I didn’t believe that for even a second, but I wasn’t about to call him on throwing the game with the owner right there.
“I didn’t have all afternoon,” I snapped instead, my frustration getting the better of me. My irritation continued to mount as we had to suffer the analysis of the owner and a few rambling stories about meeting Professor Tuttle at another convention. Finally, though, we were free.
“You want tacos for lunch?” As we finished putting the stuff in the car, Conrad gestured toward the place at the other end of the parking lot. “At least it’s right here, no need to go find something else, and it doesn’t look like some sort of fusion cuisine, so maybe it won’t drive you too crazy.”
“Unlike you,” I muttered under my breath, but apparently not quietly enough because he grabbed my arm.
“Hey. What’s your problem? You won. I made sure—”
“I know. You think I wanted you to throw the game just to keep me happy?” I slammed the trunk harder than Black Jack deserved.
“Well, when you put it like that, it sounds bad.”
“Because it is.”
“I just didn’t want to ruin things,” he mumbled, studying his scuffed sneakers, kicking a stray pebble on the asphalt.
“Me either,” I admitted, leaning against the car. “I kept holding back my best stuff too. It was the most miserable game I’ve played.”
“Other couples manage it. I see them all the time at the game store, waxing each other and talking trash and then going off to do that thing you don’t want me talking about in public.”
“We’re a couple?” I squawked, both delighted and appalled. After our talk at the lake yesterday, I’d assumed I’d be lucky if Mr. Let’s-Not-Define-This was up for a series of repeats, let alone any sort of public acknowledgment. Couple sounded pretty close to definition to me.
“Unless you wanted to be a hookup or a one-night stand. Which I was under the impression that you did not.” Conrad, King of Swagger, actually managed to look unsure of himself, which made the truth that much easier to spill.
“I don’t want to be a hookup. Thought I was clear about that.” On that much at least I was clear. I might not get all of what I wanted, but I knew that I wanted as much as he was willing to give me. “But I’ve never…”
“I know.” His smile seemed to have recovered some of his ordinary easiness, and he headed in the direction of the taco place, leaving me scrambling to catch up, as usual. “Me either, really. And I’m sure that you’re going to tell me there are rules and expectations—”
“Aren’t there?”
“Oh, I’m sure.” He made a dismissive gesture with his hand. “But maybe we can just keep winging it? Figure out the rules as we go.”
“I’m not good at spontaneity.”
“No kidding.” Pulling me behind a large cement pillar, he gave me a fast kiss on the cheek. “How about you try? And start with forgiving me for the crappy game.”
“I can’t stay mad at you,” I admitted, which earned me another quick kiss. “Just don’t do that again. You could have won. I’d still want to…you know.”
“I know. That-which-we-do-not-name. But that which we are damn good at. Better than gaming at least.” Laughing, he waggled his eyebrows at me. “Maybe eventually we’ll figure out how to play like normal.”
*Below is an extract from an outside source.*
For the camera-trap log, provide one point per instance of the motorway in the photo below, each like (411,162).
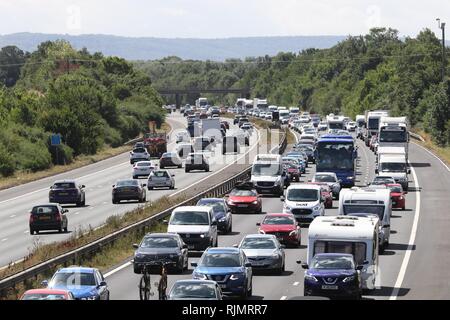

Eventually. Normal. Two loaded words that conjured up a vision of a future where we were a couple, a real one, not just as shorthand for not-a-hookup, but a real one with a future filled with games and an endless stream of nights. A couple that had a normal to fall back on. And, man, I wanted that future more than I’d ever wanted anything, and that scared me, making me shiver despite the desert heat, and wonder what the heck I’d gotten myself into.
* * *
I remained off-kilter through our taco lunch, alternating between freaked out and happy beyond belief. Happy won out temporarily when we shared some spicy kisses in the car parked behind the gas station where we’d filled Black Jack’s always-almost-empty tank. With that fill-up, we were over halfway through the gas money, but I didn’t want to point that out to Conrad and add to his monetary stress.